Recovery mode

For trusted-but-buggy input (third-party RSS / Atom feeds, legacy data migration, diagnostic UIs), opt into recovery mode:

use sup_xml::{parse_str_with_recovered, ParseOptions};

let xml = "<r>tom & jerry<unclosed>";   // bare & + missing end tag

let opts = ParseOptions { recovery_mode: true, ..Default::default() };
let (doc, recovered) = parse_str_with_recovered(xml, &opts);
let doc = doc.unwrap();

for err in &recovered {
    eprintln!("recovered: {}", err.message);
}

The default — recovery_mode: false — fails fast on the first non-trivial error, which is the right behaviour for trusted internal data and untrusted user input.

What gets preserved that other parsers drop

libxml2’s XML_PARSE_RECOVER silently corrupts text in three common malformed-input scenarios; SupXML’s recovery mode preserves the text in all three:

input	libxml2 recovered text	SupXML recovered text
`<p>tom & jerry</p>`	`"tom jerry"` (space-collapsed)	`"tom & jerry"` (literal)
`<p>x ]]> y</p>`	`"]>y"` (prefix dropped)	`"x ]]> y"` (preserved)
`<p>` followed by EOF	trailing text lost	trailing text preserved, `</p>` synthesised

This is the design choice that motivates having our own recovery mode at all — XML_PARSE_RECOVER is “be permissive and lossy”; ours is “be permissive and don’t lose user data.” Inspect libxml2’s behaviour against the same inputs with:

cargo bench -p sup-xml-bench --bench libxml2_recovery_inspector

What’s test-backed today

crates/api/tests/recovery.rs covers:

Scenario	Behaviour	Test
Bare `&` in PCDATA	preserved as literal `&` in text node	`recover_logs_bare_ampersand_and_keeps_it_literal`
Bare `&` round-trip	serializes back as `&`	`recover_bare_ampersand_serializes_back_as_amp_entity`
Unclosed element at EOF	synthetic close inserted, one error per level	`recover_logs_one_error_per_unclosed_level`
Unclosed → serialize	output is well-formed	`recover_unclosed_serializes_to_closed_xml`
Combined bare-`&` + unclosed	both recoveries applied in source order	`recover_combined_bare_amp_and_unclosed`
Bytes input variant	same behaviour from `parse_bytes_with_recovered`	`parse_bytes_with_recovered_handles_bare_amp`
Invalid UTF-8	fatal — recovery cannot help	`parse_bytes_with_recovered_rejects_invalid_utf8`
Line/column tracking	preserved in recovered errors	`recovered_error_carries_line_info`

From the shell

# Recovery is a top-level CLI flag; works with every subcommand
sup-xml --recover lint broken.xml          # exit 0 if anything recovered
sup-xml --recover repair broken.xml -o clean.xml   # write the cleaned tree
sup-xml --recover format --pretty broken.xml       # pretty-print recovered

The sup-xml repair subcommand is the recovery-mode pipeline in binary form — parse with recovery_mode: true, write the cleaned document back. Useful for one-shot fixes to corrupted feed files.

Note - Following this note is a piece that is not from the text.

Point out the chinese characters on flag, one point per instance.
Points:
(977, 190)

When NOT to use recovery mode

Recovery mode is for inputs you’ve already decided you’d rather salvage than reject. Don’t reach for it as a default because:

It quietly accepts ambiguous input. A typo in your config file that recovery would round into a different tree shouldn’t be silently corrected.
It hides upstream bugs. If the upstream is generating malformed XML, the right fix is to fix the upstream, not paper over it.
Recovery isn’t deterministic across implementations. SupXML recovers more conservatively than libxml2, but a recovered tree isn’t guaranteed to round-trip to identical output across parsers.

For untrusted input (web request bodies, file uploads), prefer strict parsing + a fallback path — show the user a real error and let them re-submit, rather than silently transforming their input.